‘Budget for voters’ complaints as Fianna Fáil claims ownership
LEINSTER House was on an election footing last night as opposition figures suspected the Government was trying to curry favour with voters.
Finance Minister Paschal Donohoe was also accused of failing to address the housing crisis.
Fianna Fáil made moves to claim a number of Budget wins, saying it forced the Government’s hand on key issues as part of its confidence and supply arrangement with Fine Gael.
Sinn Féin said measures aimed to address the housing crisis lacked ambition, while Labour TD Joan Burton compared Mr Donohoe to his predecessor in the Celtic Tiger years, Charlie McCreevy.
“If it looks like an election budget, if it sings like an election budget, if Leo’s choir cheers it like an election budget, well then it is an election budget,” she said.
“It was Minister Paschal Donohoe who was delivering the speech but it is the voice of my former college classmate, Charlie McCreevy, that came through as if we were back to the grand old days that we had foolishly thought to be banished forever. Budget prudence goes out the window when there is an election in the air.”
Fianna Fáil’s finance spokesman, Michael McGrath, said his party could claim ownership of a number of measures.
He claimed the party secured a €300m affordable housing package over the next three years, while blasting Fine Gael’s record on housing.
“Under this Government’s watch, home ownership has become a distant dream for more and more of our people,” Mr McGrath said.
“Home ownership is falling rapidly under Fine Gael.
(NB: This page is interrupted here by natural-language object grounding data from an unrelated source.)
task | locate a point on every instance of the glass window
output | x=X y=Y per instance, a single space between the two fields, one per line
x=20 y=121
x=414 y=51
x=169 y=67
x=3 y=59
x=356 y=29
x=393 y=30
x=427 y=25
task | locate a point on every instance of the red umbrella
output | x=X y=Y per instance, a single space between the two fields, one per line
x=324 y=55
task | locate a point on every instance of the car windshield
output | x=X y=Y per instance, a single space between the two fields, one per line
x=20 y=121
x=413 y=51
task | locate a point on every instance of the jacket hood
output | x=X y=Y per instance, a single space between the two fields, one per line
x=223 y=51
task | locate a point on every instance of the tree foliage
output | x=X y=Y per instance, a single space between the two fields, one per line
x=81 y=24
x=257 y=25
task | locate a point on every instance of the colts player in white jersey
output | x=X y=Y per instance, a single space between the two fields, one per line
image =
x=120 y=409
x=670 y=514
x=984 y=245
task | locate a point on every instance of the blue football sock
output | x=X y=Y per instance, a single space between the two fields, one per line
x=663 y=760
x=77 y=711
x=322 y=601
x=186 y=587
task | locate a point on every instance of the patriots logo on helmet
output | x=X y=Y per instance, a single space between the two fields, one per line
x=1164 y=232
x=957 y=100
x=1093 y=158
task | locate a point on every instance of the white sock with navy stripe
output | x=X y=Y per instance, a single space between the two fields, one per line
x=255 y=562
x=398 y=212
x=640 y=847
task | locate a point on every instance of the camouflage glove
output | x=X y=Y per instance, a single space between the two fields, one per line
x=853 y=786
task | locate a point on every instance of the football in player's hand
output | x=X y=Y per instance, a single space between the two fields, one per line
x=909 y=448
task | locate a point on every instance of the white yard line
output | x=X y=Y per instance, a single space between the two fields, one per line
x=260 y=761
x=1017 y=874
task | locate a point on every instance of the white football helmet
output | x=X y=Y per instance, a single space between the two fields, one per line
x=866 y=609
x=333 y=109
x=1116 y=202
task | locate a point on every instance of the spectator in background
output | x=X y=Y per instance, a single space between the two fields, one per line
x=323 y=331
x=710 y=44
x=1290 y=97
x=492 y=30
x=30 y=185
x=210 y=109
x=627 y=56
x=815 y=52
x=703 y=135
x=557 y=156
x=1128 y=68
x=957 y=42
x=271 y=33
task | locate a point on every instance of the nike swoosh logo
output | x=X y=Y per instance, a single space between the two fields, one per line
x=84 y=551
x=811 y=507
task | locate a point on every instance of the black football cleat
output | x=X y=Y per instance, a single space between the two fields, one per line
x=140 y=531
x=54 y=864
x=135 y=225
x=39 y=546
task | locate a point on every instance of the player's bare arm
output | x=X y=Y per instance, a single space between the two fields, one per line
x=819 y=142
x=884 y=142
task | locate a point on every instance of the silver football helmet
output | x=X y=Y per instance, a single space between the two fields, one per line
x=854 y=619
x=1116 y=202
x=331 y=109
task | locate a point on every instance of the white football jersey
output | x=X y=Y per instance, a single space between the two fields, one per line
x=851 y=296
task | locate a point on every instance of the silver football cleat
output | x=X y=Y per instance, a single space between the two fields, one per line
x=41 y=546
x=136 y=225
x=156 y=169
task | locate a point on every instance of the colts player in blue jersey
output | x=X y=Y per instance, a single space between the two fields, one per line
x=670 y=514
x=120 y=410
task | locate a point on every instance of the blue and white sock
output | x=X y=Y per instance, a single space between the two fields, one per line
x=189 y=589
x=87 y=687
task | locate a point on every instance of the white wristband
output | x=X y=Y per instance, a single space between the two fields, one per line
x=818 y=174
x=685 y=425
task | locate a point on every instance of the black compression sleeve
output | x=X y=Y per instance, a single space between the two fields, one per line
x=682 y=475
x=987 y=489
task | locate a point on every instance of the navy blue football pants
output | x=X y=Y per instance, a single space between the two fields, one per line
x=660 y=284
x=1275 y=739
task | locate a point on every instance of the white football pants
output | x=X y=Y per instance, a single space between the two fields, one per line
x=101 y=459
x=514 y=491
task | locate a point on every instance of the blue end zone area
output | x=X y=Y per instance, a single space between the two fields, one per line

Fianna Fáil makes no apologies for insisting on a major focus on affordable housing in this Budget.”
The party’s public expenditure spokesman, Barry Cowen, said Fianna Fáil facilitated three budgets for the good of the Government. It is now expected to enter negotiations with Fine Gael about extending the Confidence and Supply arrangement.
“Other parties have been content to sit on their hands. In Brendan Behan’s words, they’re ‘like eunuchs in a brothel; they know how it’s done, they’ve seen it done every day, but they’re unable to do it themselves’,” Mr Cowen said.
Sinn Féin TD Pearse Doherty said the Budget did not do enough to address the housing crisis and “is starved of ambition”. He said: “This is now a social tragedy of historic proportions for which you, and your Government, will forever be blamed.”